Is there a $2 \times 2$ real matrix $A$ such that $A^2=-4I$? Does there exist a $2 \times 2$ matrix $A$ with real entries such that $A^2=-4I$ where $I$ is the identity matrix?
Some initial thoughts related to this question:


*

*The problem would be easy for complex matrices, we could simply take identity matrix multiplies by $2i$.

*There is another question on this site showing that this has no solution for $3\times3$ matrices, since the LHS has determinant $\det(A^2)=\det^2(A)$ which is a square of real number, but determinant of $-4I_3$ is negative. But the same argument does not work for $2\times2$ matrices, since $\det(-4I_2)=4$ is positive.

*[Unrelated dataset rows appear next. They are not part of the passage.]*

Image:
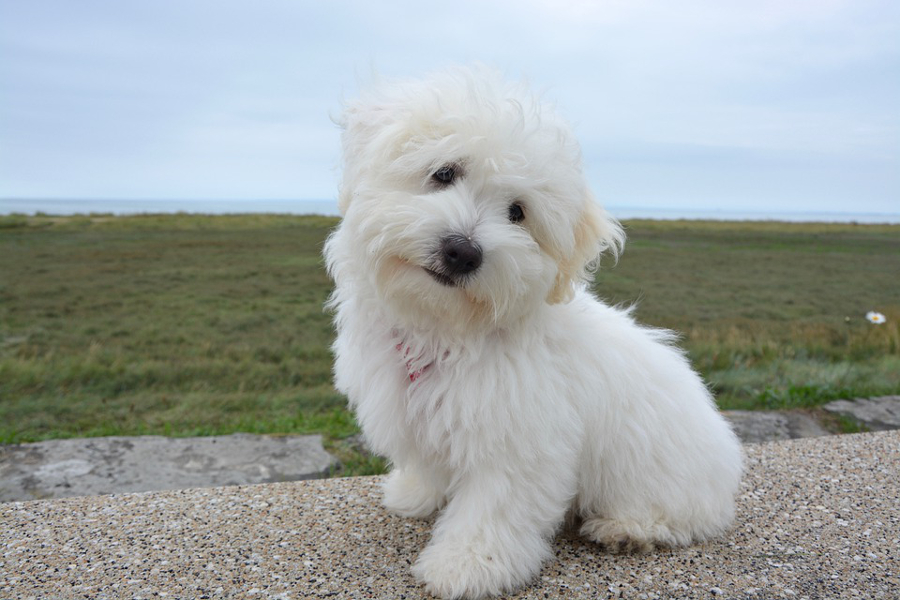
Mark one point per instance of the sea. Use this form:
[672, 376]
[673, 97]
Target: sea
[329, 207]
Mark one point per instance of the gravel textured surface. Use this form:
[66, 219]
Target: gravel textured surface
[817, 518]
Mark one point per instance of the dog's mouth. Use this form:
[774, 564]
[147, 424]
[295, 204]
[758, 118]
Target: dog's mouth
[441, 278]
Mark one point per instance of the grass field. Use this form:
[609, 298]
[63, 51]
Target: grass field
[195, 325]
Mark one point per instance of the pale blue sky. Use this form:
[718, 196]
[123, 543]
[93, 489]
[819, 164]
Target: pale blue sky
[746, 105]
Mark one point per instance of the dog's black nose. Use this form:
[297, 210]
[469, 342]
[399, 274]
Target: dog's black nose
[460, 255]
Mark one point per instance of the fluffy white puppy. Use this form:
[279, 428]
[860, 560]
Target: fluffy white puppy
[502, 391]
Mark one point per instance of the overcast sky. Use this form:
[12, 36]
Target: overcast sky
[746, 105]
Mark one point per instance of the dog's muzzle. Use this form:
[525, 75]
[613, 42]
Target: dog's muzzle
[457, 257]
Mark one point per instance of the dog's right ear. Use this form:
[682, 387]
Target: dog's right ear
[365, 124]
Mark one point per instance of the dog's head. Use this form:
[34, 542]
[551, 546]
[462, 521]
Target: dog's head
[464, 201]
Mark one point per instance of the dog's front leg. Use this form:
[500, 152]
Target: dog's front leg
[496, 530]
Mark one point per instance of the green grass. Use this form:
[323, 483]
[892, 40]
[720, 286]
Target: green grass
[196, 325]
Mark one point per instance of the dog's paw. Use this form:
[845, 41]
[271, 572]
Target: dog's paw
[409, 495]
[620, 535]
[457, 570]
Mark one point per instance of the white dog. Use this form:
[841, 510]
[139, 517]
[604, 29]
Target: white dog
[477, 360]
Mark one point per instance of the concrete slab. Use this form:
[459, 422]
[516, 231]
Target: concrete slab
[81, 467]
[877, 414]
[816, 518]
[766, 426]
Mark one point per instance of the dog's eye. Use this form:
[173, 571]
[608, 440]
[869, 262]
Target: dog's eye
[444, 175]
[516, 213]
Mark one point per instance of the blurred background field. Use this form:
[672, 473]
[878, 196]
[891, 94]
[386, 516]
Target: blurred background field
[199, 325]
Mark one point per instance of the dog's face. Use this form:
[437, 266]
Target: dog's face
[464, 201]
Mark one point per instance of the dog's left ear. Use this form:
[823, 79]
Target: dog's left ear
[596, 231]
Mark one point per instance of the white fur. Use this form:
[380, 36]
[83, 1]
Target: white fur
[516, 397]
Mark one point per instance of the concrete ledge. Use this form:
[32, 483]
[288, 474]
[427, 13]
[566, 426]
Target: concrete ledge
[817, 518]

 A: Every matrix satisfies its characteristic polynomial. So, any matrix with characteristic polynomial $\lambda^2+4$ would work. Taking the diagonal to be zero and the off diagonal entries to be $4$ and $-1$ would give you a solution. 
A: A 2-by-2 matrix is not too bad to work out the algebraic equation for its coefficients:
Let 
$
A=\begin{bmatrix} a & b \\c  & d\end{bmatrix} 
$. We end up with the matrix equation:
$$
A^2 = \begin{bmatrix} a^2+bc & b(a+d) \\c(a+d)  & d^2 + bc\end{bmatrix} 
= -4 \, I = \begin{bmatrix} -4 & 0 \\0  & -4\end{bmatrix}.
$$
So we have 4 equations
$$
\begin{equation}
a^2+bc = -4 \quad (1)\\
b(a+d) = 0 \quad (2) \\
c(a+d) = 0 \,\quad (3) \\
d^2+bc = -4 \quad (4).
\end{equation}
$$
It is easy to see that $a + d = 0$. Since if otherwise $a+d \not=0$, equations (2) and (3) it would imply that: $b=c=0$, then from equation (1): $a^2 = -4$ which can't happen.
Since $a+d=0$, we have $a^2 = d^2$. Thus equations (1) and (4) are identical. Therefore, the conclusion is that there are infinitely many solutions, as long as $a,b,c,d$ satisfy that
$$
\begin{cases}
a+d=0 \quad &(5)\\
a^2 = -(4+bc) \quad &(6).
\end{cases}
$$
Since there are 4 variables with 2 equation, one can choose 2 free variables and derive the others from the free ones. The simplest is from suggestion of user "zwim":
$$
A=\begin{bmatrix} a & -\frac{a^2+4}{c} \\c  & -a\end{bmatrix},
$$
where $a$ and $c$ are any real numbers.
Example: choose a = 1, c = -5 we have:
$
A=\begin{bmatrix} 1 & 1 \\-5  & -1\end{bmatrix}. 
$
A: Yes.  
$A = \begin{bmatrix} 0 & 2 \\ -2 & 0 \end{bmatrix}; \tag 1$
There are others.  Note that if
$J =\begin{bmatrix} 0 & 1 \\ -1 & 0 \end{bmatrix}, \tag 2$
then
$J^2 = -I, \tag 3$
so $J$ is a real $2 \times 2$ matrix "version" of $i \in \Bbb C$.  Here,
$A = 2J. \tag 4$
A: We have two matrix equations 
$A^2=-4I$  i.e.
$A^2+4I=0$   
and general equation from Cayley-Hamilton theorem  for $ 2 \times 2$ matrices
$A^2-\text{tr}(A)A+\det(A)I=0$.
Comparing both equations we obtain
$\text{tr(A)}=0$   , $ \det(A)=4$.
So if we denote $A=\begin{bmatrix} a & b \\c  & d\end{bmatrix} $  then $d=-a$ and consequently $-a^2-bc=4$.
These conditions are sufficient  to obtain an infinite number of solutions,   even with integer values.
Check for example
$A=\begin{bmatrix} 2 & -1 \\8  & -2\end{bmatrix} $. 
Factorizing $a^2+4$ (with assistance  for example Number Empire site   ) you can obtain even a less obvious integer solutions, for example $A=\begin{bmatrix} 23 & -13 \\41  & -23\end{bmatrix}$ where all absolute values of entries are prime numbers.
A: $A = \left [\begin{array}{ccc}
0 & 2  \\
-2 & 0  \\
\end{array} \right ]$.